Di Al-Zanabeq Al-Bayda‘ (Lili Putih), Darwish menulis tentang bunga bukan sebagai lambang estetika, tetapi simbol kehidupan yang rapuh namun tetap layak dirawat. Masarat.ps menyebut puisi itu sebagai pengakuan tentang cinta yang genting.
Saat ditanya siapa “pemimpi bunga lili” dalam puisi itu, Darwish menjawab singkat, “Siapa saja yang masih menyimpan harapan, meski semuanya telah runtuh,” sebagaimana dikutip dari Alquds.co.uk.
Bahasa Lebih Jujur dari Politik
Darwish sempat masuk ke dunia politik. Ia menulis Deklarasi Kemerdekaan Palestina tahun 1988 dan menjadi anggota PLO. Tapi ia segera mundur. “Politik membatasi, puisi membebaskan,” sebagaimana ditulis dalam laman The American Scholar.
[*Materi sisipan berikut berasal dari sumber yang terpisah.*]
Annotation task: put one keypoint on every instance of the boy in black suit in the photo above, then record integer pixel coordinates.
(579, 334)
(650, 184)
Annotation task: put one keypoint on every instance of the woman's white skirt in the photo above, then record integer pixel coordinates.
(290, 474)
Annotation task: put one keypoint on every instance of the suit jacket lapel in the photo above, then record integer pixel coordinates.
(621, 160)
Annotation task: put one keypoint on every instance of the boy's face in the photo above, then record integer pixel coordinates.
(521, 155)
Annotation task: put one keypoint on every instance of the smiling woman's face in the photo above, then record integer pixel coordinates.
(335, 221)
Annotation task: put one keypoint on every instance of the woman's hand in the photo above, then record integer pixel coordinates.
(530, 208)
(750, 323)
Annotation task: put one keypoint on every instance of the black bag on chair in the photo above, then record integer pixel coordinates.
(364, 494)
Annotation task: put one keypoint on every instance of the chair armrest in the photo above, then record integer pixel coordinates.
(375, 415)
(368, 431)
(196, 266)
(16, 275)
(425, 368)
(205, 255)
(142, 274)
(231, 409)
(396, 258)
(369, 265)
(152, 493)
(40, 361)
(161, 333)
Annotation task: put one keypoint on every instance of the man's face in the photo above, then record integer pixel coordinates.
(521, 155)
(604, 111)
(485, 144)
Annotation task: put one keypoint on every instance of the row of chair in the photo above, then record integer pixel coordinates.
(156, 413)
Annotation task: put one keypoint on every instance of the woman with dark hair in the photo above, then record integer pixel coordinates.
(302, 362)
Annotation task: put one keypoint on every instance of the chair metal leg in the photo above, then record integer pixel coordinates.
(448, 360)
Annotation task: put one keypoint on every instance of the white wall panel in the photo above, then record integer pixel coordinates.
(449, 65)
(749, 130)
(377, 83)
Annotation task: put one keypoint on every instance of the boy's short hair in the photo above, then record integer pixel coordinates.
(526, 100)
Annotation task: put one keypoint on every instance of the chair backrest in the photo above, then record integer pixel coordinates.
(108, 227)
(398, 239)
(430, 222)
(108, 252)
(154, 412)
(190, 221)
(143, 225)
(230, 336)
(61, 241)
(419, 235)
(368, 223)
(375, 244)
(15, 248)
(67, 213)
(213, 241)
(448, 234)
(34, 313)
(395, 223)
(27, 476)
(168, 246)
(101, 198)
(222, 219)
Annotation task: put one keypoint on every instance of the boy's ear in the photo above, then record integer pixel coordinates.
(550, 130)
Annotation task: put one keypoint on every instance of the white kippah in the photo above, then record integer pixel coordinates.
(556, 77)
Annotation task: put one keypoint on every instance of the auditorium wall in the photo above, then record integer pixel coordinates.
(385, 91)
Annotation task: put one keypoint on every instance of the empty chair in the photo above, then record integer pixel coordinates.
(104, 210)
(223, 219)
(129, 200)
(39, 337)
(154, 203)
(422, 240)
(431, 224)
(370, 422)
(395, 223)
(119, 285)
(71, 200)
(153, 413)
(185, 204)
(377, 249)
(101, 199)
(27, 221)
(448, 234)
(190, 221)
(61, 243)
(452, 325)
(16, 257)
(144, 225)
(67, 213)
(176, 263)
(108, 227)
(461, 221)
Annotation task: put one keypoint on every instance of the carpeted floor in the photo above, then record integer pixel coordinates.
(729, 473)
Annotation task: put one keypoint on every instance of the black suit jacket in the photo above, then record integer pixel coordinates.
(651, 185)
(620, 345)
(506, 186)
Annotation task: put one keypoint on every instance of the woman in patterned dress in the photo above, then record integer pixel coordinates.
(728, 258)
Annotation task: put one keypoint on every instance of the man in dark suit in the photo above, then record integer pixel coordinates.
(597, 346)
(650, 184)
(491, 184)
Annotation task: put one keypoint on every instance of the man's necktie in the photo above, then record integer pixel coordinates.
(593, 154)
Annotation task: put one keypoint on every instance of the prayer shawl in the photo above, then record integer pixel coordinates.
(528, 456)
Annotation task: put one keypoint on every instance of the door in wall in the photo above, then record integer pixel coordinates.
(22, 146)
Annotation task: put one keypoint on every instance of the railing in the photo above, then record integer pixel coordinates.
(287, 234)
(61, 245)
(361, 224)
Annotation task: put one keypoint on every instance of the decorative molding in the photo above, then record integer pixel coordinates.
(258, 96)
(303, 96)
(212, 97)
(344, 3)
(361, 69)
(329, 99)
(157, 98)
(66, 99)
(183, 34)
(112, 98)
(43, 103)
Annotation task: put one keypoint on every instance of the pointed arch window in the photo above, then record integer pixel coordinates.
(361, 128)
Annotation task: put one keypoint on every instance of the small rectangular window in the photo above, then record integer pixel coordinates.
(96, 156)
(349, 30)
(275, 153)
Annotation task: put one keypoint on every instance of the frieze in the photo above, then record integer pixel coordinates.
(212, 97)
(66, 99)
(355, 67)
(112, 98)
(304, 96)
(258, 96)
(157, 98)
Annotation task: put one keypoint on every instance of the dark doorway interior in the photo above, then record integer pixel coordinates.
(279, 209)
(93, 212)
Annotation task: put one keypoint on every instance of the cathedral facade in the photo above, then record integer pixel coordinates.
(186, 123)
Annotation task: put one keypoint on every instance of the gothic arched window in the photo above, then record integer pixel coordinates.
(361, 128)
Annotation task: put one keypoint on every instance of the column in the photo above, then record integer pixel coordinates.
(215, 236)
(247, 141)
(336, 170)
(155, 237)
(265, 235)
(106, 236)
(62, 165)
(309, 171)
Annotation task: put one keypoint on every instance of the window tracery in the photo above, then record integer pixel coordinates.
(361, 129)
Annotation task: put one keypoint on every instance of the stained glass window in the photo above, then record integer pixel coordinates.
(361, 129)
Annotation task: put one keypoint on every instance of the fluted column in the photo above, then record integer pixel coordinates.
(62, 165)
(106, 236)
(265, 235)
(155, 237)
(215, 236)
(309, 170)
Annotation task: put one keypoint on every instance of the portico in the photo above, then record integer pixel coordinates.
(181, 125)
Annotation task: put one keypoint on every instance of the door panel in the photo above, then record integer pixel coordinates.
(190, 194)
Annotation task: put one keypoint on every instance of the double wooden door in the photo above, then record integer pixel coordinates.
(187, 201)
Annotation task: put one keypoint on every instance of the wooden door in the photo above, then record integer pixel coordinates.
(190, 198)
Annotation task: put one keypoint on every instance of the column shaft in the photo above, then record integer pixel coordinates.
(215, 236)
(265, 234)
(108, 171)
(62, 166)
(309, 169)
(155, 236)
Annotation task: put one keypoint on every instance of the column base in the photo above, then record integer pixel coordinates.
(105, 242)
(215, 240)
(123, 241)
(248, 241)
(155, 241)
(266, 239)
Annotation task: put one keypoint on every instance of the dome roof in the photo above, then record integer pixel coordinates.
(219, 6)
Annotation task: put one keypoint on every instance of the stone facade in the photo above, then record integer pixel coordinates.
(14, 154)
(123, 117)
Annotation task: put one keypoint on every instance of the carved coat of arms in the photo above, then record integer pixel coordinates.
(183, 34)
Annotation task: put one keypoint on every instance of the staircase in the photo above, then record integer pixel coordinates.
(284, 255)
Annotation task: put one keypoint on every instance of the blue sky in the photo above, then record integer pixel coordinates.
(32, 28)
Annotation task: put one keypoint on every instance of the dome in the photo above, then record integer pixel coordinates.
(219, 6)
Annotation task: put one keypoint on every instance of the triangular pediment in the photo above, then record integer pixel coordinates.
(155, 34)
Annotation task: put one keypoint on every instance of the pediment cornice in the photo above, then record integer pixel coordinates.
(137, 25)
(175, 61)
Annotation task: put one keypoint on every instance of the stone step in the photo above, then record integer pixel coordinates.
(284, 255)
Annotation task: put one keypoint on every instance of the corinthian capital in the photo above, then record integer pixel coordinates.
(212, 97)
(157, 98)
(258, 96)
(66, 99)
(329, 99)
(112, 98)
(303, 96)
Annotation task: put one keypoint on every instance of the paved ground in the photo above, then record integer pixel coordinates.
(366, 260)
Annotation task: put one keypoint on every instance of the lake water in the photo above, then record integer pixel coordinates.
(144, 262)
Politik, menurutnya, terlalu banyak retorika. Puisi, sebaliknya, memberi ruang untuk ragu. Untuk menangis. Untuk bermimpi tanpa harus menjelaskan.
Ia memilih kata, bukan kursi. Ia memilih metafora, bukan strategi. Karena bagi Darwish, puisi bisa merawat luka yang tak sanggup dipetakan oleh pidato dan berita utama.
Di Antara Reruntuhan, Puisi Terus Dibaca
Ketika Darwish wafat pada 2008, ribuan orang berkumpul di Ramallah untuk mengiringi kepergiannya. Tapi yang lebih penting, puisi-puisinya tak pernah ikut mati.
Dari sekolah–sekolah di Tepi Barat hingga reruntuhan Gaza, dari kafe di Haifa hingga panggung-panggung kecil di Paris, bait-bait Darwish terus dibacakan.
Mengutip Al Jazeera, Darwish adalah rumah bagi mereka yang kehilangan rumah. Darwish adalah bahasa bagi mereka yang kehilangan suara.
Darwish tidak menulis untuk menjawab. Ia menulis agar kita terus bertanya. Dan barangkali, karena itulah puisinya tetap hidup—di tanah yang luka, di jiwa yang masih menyimpan mimpi sejati.